[Date Prev][Date Next][Thread Prev][Thread Next][Date Index][Thread Index]

Re: [edict-jmdict] JMdict internationalization effort - let's (finally) do it!



Hello Jim, everybody, and happy new year 2012!

> As I promised/threatened, I am giving this project some attention in
> the New Year.
> I would *really* like this to go ahead as quickly as possible.

It's nice to hear your thoughts about this. Things have also been
moving on my side, and I'm more and more convinced something positive
will get out of this.

> - concentrate on JMdict. Once French glosses from the project are going out in
> JMdict, we can turn to kanjidic2 (the way JMdict and kanjidic2 are
> built at my end
> are totally different, so I can't get much leverage between them.)

Currently both JMdict and kanjidic2 are up to translation, for French
but also any language. Of course you can choose limit the amount of
data you want to fetch back at first if it makes things easier for
you.

> - I want to bypass the JMdictDB at this stage, for several reasons:
> o "divide and conquer" is a good approach for complex projects
> o I have other language glosses being added to JMdict (German,
> Dutch, etc.) and I
> need the build to be similar for all of them
> o this way is the least extra work for me
> o Stuart's time is better spent on other JMdictDB matters

My thoughts exactly.

> - I want to take the "raw" French glosses from Alexandre's Transifex
> project and tip them into my JMdict-build process. To do this I need
> to get or build
> a text file like this (e.g. for エレベータ)
> ...
> 1030630 1 ascenseur
> 1030630 2 gouvernail de profondeur (aviat)
> ...
> If Alexandre can create them in that format, it would be fantastic.

This can easily be done.

> A monthly supply of French glosses would be fine, but frankly I could
> just as easily handle a daily one. It's just a cron job.

Same thing here. If I set up a job to generate the list for you, I can
as well run it daily.

> I realise this is not using Alexandre's merging script, but I do the merge
> at a pre-XML stage, then convert to XML later, and it's best to continue
> to do all the languages together. Also it all happens on an elderly Solaris
> system and I think the versions of Perl and Python are rather old.

Actually this upstream approach would make things easier for me too.
The merge script was here because there was no clear plan to integrate
the data back into JMdict and I wanted to use the data for at least my
own projects, so I needed a file in JMdict format. But now that you
are talking about fetching it daily, there is no point in doing a
different release anymore.

> In fact, for kanjidic2 it's not that different. I need a file like:
> ...
> 六 six
> 七 sept
> 八 huit
> 八 radical huit (no. 12)
> 九 neuf
> 十 dix
> 口 bouche
> 日 jour
> 日 soleil
> 日 Japon
> 日 compteur de jours
> 月 lune
> 月 mois
> ...
>
> Can we fly it like that?

Absolutely. In addition I would like to point to your attention that
some new languages have been submitted for kanjidic2. In particular, a
single user is about to finish translating the whole jouyou kanji in
Italian, and the translation quality seems good:

https://www.transifex.net/projects/p/jmdict-i18n/team/it/

Apart from that, most of the activity has been around the French
language, with 10 members in the team, more or less active.

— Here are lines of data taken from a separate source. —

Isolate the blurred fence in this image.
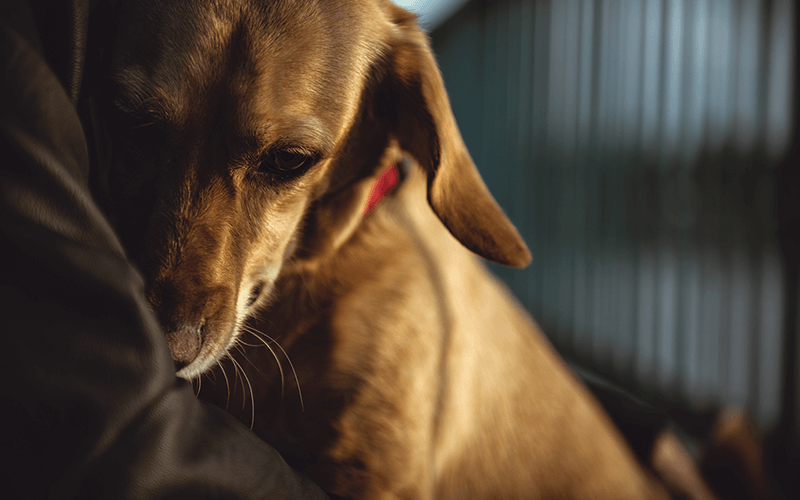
[432,0,800,429]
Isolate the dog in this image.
[89,0,736,500]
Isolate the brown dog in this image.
[92,0,712,499]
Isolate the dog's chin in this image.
[176,266,281,381]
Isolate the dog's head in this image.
[95,0,530,378]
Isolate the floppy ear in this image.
[376,2,531,267]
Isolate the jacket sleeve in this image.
[0,0,326,499]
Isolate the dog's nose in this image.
[166,326,203,370]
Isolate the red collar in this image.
[364,164,400,215]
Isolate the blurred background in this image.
[397,0,800,494]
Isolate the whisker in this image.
[242,326,306,412]
[230,357,256,430]
[244,326,288,401]
[217,360,231,411]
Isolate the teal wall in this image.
[432,0,794,434]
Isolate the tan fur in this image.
[97,0,704,499]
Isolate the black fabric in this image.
[0,0,326,499]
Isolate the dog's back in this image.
[203,162,666,499]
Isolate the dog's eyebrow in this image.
[251,116,334,157]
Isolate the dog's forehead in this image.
[112,0,389,147]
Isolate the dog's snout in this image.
[247,282,264,307]
[166,325,203,370]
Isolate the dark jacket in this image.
[0,0,325,499]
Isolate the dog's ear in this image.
[375,2,531,267]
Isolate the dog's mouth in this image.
[165,270,282,380]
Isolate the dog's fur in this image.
[94,0,720,500]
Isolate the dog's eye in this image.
[260,149,316,177]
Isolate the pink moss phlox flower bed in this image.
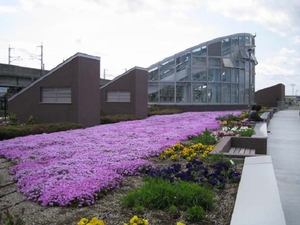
[0,111,241,206]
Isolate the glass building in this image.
[148,33,257,106]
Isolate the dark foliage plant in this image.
[147,159,240,188]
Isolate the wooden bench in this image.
[230,156,286,225]
[229,147,255,155]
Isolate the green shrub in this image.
[190,128,217,145]
[100,115,139,124]
[8,113,20,126]
[186,206,205,222]
[0,122,83,140]
[0,208,25,225]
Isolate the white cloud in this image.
[206,0,300,36]
[0,5,18,14]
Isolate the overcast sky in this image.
[0,0,300,95]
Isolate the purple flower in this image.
[0,111,241,206]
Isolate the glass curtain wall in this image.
[148,34,257,104]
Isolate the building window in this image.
[106,91,130,102]
[41,87,72,103]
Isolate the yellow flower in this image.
[77,218,89,225]
[129,215,139,224]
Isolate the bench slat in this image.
[250,149,255,155]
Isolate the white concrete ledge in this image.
[251,122,268,138]
[230,156,286,225]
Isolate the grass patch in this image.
[120,177,215,211]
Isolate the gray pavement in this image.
[268,109,300,225]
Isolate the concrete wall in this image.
[157,104,248,112]
[255,84,285,108]
[8,53,100,127]
[100,67,148,118]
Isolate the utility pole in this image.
[8,45,21,65]
[8,45,13,65]
[37,43,44,76]
[291,84,296,95]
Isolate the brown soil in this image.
[0,158,242,225]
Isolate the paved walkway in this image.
[268,110,300,225]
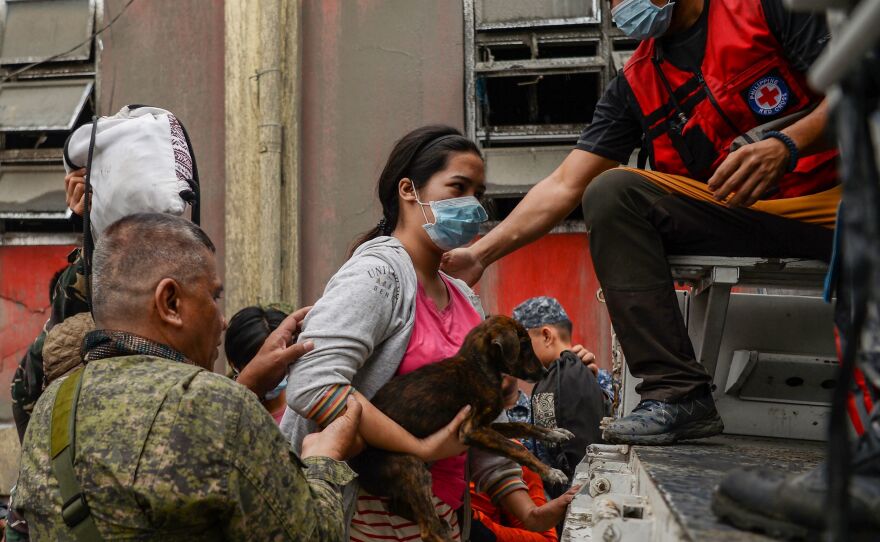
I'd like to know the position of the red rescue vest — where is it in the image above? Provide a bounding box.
[623,0,838,198]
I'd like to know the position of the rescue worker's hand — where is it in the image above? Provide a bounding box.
[301,396,364,461]
[440,247,485,286]
[64,168,86,216]
[708,138,789,207]
[238,307,315,397]
[571,344,599,376]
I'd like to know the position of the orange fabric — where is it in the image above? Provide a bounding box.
[621,167,843,229]
[471,467,558,542]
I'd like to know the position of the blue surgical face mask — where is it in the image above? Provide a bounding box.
[263,376,287,401]
[413,187,489,251]
[611,0,675,40]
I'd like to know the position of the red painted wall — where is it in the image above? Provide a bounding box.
[0,246,73,421]
[477,233,611,369]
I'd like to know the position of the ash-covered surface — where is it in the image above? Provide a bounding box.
[633,436,825,542]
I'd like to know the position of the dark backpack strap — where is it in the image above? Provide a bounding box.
[459,452,474,542]
[49,368,103,542]
[83,116,98,312]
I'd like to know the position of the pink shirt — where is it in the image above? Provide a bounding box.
[397,275,481,509]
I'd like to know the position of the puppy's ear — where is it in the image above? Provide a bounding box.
[491,327,519,373]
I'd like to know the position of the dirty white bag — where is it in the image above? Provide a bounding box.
[64,105,198,238]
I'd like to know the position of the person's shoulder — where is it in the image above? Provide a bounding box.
[553,350,596,380]
[188,370,256,403]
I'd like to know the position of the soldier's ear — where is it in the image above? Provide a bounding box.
[153,278,183,327]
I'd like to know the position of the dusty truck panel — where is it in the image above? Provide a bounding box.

But we
also have some Thai around.

I will have to re-think about how to update the source strings from
new JMdict files if our translations are included, in particular about
how to detect regressions (e.g. when source strings have changed and
the translation needs to be checked again), but the scheme you propose
should make things much easier for me too. I will try to come with
something up quickly for you to try.

One point I would like to ask you about, is whether other language
sources (i.e. the sources that currently provided you with French,
German and Russian translations for JMdict) are going to be updated as
well. I have already imported them, and thus will provide you with
translated strings you already have. We could address this, and
greatly simplify the translation process, if we:

1) Decide that JMdict-i18n is the only source for translations in some
languages (particularly languages that are active like French), or

2) Be more radical and totally switch to JMdict-i18n for translation.
Divide and conquer, as you said. You would only have one source to
import for all languages and no worries to have about translations
anymore. This would make sense if no language has been receiving
updates since a while, as it would allow JMdict-i18n to take over and
ease contributions.

I can also make smarter scripts that will only output translations
that were not present in the source files or that have changed, but
would rather say that the translation import process is already more
complex than it should be, and suggest we try to simplify things,
especially since it would also make it easier for everyone to
contribute.

Looking forward to reading your thoughts!
Alex.